Akankah Gereja Katolik Mengalami Revolusi Kedua?
Hampir dua tahun lalu, saya membaca buku Musa dari Jerman, isi buku itu mengenai Protestanisme dan kiprah Marthin Luther yang awalnya adalah imam Gereja Katolik. Berbeda dengan Hans Kung, tetangganya, dan beda era serta zaman.
Hans Kung dihukum dengan pencabutan hak mengajarnya ia tetap setia sebagai imam Gereja Katolik hingga akhir hayatnya. Tentu tidak hendak membandingkan dengan Martin Luther, itu pilihan bebas dan konsekuensi, bukan soal mana yang lebih baik atau buruk. Biar Sang Pencipta yang menilai mereka.

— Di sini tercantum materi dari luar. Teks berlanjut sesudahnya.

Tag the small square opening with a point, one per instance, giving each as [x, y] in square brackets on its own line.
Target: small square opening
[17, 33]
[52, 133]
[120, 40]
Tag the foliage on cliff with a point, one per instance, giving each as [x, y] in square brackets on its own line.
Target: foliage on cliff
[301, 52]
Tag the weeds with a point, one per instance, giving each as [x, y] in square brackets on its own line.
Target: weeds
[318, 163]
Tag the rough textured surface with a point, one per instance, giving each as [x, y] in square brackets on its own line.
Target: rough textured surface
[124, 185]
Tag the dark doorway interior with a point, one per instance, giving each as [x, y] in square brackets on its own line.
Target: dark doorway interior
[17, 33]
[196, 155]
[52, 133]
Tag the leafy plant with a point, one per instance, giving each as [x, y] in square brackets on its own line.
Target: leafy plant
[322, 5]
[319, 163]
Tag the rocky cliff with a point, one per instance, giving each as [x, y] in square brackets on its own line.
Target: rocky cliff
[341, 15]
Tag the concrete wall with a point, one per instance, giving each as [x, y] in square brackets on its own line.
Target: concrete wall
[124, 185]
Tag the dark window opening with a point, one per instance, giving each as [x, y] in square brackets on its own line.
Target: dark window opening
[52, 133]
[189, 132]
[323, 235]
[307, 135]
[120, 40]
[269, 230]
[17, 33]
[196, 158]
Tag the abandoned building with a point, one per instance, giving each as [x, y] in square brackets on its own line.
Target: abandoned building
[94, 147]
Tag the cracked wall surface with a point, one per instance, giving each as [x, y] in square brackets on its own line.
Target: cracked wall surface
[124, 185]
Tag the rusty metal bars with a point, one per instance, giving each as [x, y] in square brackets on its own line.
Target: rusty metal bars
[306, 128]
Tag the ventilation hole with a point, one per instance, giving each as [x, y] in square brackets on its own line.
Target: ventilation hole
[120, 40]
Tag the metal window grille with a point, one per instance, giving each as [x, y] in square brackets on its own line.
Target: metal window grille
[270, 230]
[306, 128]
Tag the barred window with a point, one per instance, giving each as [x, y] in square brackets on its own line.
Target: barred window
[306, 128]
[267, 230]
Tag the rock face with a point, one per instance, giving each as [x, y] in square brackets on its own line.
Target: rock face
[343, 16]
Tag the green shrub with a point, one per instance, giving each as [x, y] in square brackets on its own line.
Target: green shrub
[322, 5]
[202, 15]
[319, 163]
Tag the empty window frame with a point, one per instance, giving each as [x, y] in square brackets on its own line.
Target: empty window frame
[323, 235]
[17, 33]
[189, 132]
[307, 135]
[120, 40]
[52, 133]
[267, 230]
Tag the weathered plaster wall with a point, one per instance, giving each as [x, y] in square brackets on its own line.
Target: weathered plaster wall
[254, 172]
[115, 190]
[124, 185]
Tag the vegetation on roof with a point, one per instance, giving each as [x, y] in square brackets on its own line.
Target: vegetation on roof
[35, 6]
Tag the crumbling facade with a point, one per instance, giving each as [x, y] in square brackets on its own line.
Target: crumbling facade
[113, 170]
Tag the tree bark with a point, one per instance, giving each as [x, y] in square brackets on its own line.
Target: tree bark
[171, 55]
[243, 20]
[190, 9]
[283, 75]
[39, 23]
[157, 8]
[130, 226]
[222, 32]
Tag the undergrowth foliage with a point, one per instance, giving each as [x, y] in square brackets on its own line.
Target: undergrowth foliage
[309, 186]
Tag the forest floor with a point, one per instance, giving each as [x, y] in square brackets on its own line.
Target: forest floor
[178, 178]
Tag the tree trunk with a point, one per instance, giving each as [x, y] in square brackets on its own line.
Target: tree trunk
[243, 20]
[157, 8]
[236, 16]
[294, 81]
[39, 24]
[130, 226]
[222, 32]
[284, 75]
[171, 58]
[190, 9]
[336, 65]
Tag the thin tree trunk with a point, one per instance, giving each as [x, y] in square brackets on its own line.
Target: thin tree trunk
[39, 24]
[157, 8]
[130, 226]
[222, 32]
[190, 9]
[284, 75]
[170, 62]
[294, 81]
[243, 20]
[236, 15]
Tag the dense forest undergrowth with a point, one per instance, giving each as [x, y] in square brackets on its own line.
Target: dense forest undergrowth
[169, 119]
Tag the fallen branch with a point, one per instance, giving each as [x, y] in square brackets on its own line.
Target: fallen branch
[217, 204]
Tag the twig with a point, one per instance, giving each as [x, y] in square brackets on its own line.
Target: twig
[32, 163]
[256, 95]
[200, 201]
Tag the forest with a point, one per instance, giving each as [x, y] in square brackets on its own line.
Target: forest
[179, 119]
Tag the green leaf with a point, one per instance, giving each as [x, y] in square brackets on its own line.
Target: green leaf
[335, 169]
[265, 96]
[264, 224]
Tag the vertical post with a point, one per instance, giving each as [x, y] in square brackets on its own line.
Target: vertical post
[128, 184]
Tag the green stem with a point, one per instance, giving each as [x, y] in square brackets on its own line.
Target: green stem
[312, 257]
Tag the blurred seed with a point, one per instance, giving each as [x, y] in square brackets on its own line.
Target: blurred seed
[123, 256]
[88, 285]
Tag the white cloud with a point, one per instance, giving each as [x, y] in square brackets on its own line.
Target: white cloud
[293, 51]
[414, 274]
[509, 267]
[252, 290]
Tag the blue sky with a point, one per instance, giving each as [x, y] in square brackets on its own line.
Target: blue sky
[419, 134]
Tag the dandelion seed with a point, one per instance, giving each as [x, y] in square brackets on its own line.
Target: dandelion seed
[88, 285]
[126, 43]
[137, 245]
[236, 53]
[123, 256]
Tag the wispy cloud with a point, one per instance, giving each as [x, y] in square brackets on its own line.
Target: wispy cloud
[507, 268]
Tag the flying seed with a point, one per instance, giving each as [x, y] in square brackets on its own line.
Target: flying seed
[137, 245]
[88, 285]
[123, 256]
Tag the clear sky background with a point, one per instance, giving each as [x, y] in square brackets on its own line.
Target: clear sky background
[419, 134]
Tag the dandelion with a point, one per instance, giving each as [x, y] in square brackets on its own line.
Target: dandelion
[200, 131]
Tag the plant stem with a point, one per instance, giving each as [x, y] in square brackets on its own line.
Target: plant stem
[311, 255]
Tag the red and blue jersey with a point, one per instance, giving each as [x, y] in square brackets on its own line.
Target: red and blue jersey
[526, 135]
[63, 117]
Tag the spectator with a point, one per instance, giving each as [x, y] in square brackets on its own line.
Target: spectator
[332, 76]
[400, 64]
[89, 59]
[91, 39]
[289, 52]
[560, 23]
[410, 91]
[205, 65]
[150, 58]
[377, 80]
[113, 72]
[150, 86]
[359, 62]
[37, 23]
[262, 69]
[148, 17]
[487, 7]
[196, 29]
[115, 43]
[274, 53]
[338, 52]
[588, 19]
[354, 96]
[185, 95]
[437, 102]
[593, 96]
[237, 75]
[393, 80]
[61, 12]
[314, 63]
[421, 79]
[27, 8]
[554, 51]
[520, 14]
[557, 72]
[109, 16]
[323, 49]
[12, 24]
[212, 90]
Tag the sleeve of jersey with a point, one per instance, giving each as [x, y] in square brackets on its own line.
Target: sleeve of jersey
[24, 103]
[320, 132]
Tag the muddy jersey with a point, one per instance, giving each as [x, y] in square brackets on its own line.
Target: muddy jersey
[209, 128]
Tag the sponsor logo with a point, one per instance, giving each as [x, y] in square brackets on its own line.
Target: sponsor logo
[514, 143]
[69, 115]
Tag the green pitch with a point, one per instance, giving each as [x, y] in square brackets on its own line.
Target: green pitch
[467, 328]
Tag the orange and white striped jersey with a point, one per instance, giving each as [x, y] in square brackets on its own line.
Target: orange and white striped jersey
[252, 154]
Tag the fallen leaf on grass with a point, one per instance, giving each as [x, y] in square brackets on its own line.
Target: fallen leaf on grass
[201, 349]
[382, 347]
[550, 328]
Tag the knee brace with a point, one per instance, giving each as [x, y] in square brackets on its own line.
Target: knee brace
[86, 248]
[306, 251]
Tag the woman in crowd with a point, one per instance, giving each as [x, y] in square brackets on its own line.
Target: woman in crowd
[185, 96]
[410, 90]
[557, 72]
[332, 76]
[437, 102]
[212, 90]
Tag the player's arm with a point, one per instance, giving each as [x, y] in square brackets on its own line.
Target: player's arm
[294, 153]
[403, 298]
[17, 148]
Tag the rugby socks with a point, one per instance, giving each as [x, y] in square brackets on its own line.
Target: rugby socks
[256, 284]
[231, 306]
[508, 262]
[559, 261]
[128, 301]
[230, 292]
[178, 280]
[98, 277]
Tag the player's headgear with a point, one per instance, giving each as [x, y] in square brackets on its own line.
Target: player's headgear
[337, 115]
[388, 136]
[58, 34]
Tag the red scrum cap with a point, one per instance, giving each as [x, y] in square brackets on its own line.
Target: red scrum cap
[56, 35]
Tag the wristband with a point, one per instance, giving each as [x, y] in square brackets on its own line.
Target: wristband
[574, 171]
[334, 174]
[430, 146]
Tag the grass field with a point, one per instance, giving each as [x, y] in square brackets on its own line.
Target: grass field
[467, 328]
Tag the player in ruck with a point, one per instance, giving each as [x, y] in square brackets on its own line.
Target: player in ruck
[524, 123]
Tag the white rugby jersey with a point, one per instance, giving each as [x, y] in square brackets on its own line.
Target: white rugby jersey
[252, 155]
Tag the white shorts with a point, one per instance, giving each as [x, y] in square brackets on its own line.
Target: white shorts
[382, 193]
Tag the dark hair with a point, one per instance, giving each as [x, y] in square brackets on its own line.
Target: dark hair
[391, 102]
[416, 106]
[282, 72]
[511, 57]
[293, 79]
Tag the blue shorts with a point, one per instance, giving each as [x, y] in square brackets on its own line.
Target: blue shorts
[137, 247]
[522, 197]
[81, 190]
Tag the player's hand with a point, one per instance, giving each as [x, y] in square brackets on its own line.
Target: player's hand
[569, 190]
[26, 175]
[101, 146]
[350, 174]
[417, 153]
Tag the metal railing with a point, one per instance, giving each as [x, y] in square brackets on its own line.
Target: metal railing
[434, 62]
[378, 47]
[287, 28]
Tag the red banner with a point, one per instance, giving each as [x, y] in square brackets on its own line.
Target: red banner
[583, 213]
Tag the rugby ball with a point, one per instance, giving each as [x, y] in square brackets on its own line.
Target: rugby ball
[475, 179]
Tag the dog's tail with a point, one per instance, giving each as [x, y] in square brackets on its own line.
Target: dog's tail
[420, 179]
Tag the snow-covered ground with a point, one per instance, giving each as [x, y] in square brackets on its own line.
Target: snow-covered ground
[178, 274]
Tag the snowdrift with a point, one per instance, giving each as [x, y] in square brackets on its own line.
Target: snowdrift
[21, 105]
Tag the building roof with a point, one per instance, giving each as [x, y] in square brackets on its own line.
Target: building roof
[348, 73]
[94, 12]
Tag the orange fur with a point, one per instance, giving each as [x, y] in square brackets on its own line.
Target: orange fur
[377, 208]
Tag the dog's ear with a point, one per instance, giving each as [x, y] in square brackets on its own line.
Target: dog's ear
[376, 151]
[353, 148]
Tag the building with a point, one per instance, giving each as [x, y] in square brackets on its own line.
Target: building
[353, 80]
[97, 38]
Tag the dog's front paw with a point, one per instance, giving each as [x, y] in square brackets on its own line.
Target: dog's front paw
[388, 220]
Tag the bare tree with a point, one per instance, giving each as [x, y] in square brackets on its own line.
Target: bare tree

Usai Hans Kung meninggal, eh malah mmbaca ulasan, di mana Gereja Jerman, lagi-lagi Jerman, menyoal keberadaan Gereja Katolik. Sangat mungkin terjadi keadaaan sebagaimana lahirnya Protestanisme, di mana merekaa dulu juga mengritik gaya hidup elit Roma yang dinilai melenceng dari gaya hidup yang semestinya.
Hal yang awalnya adalah kritik ke dalam institusi gerejani, oleh anggota gereja, yang berujung pada perpisahan yang sangat memedihkan. Upaya rekonsiliasi yang belum cukup memberikan dampak luas, eh kini terdengar lagi.
Protes atas reaksi, pilihan, dan keputusan Roma, Vatikan, yang ternyata bagi banyak elit gereja Jerman menilai tidak seperti yang mereka inginkan. Ada beberapa isu yang menjadi ganjalan, dan itu mereka nyatakan dalam peringatan 500 Tahun Reformasi. Menempelkan tulisan-tulisan dari gugatan Martin Luther di pintu gereja mereka.
Uskup hingga pastor biasa melakukan aksi itu. Protes pada  Gereja Roma yang masih bersikukuh tidak menahbiskan perempuan, dan penerimaan legal pernikahan sejenis. Sepanjang saya tidak salah  menangkap dalam artikel yang cukup panjang itu.
Berbeda dengan gerakan lebih lima abad lalu adalah sebagai berikut;
Pertama, dulu yang menjadi ini masalah adalah keberadaan gaya hidup dan cara berperilaku paus dan jajarannya jauh dari apa yang semestinya. Artinya, jelas, bukan soalhal yang dogmatis. Meskipun ujungnya ketika terjadi perpisahan, hal yang dogmatis yang terbawa.
Contoh penjualan surat penghapusan dosa. Ini yang menjadi persoalan adalah penjualannya, bukan soal pengakuan dosa seharusnya. Nah ketika berpisah, pengakuan dosa tidak ada, langsung kepada Sang Pencipta. Tidak masalah, toh itu buah pikir.
Kedua, dulu masih banyak keterbatasan. Martin yang dipanggil Vatikan, sangat mungkin salah sangka karena kendala, bahasa, jarak, dan sebagainya. Ia malah merobek undangan klarifikasi itu. Kini, semua bisa teratasi dan terjembatani.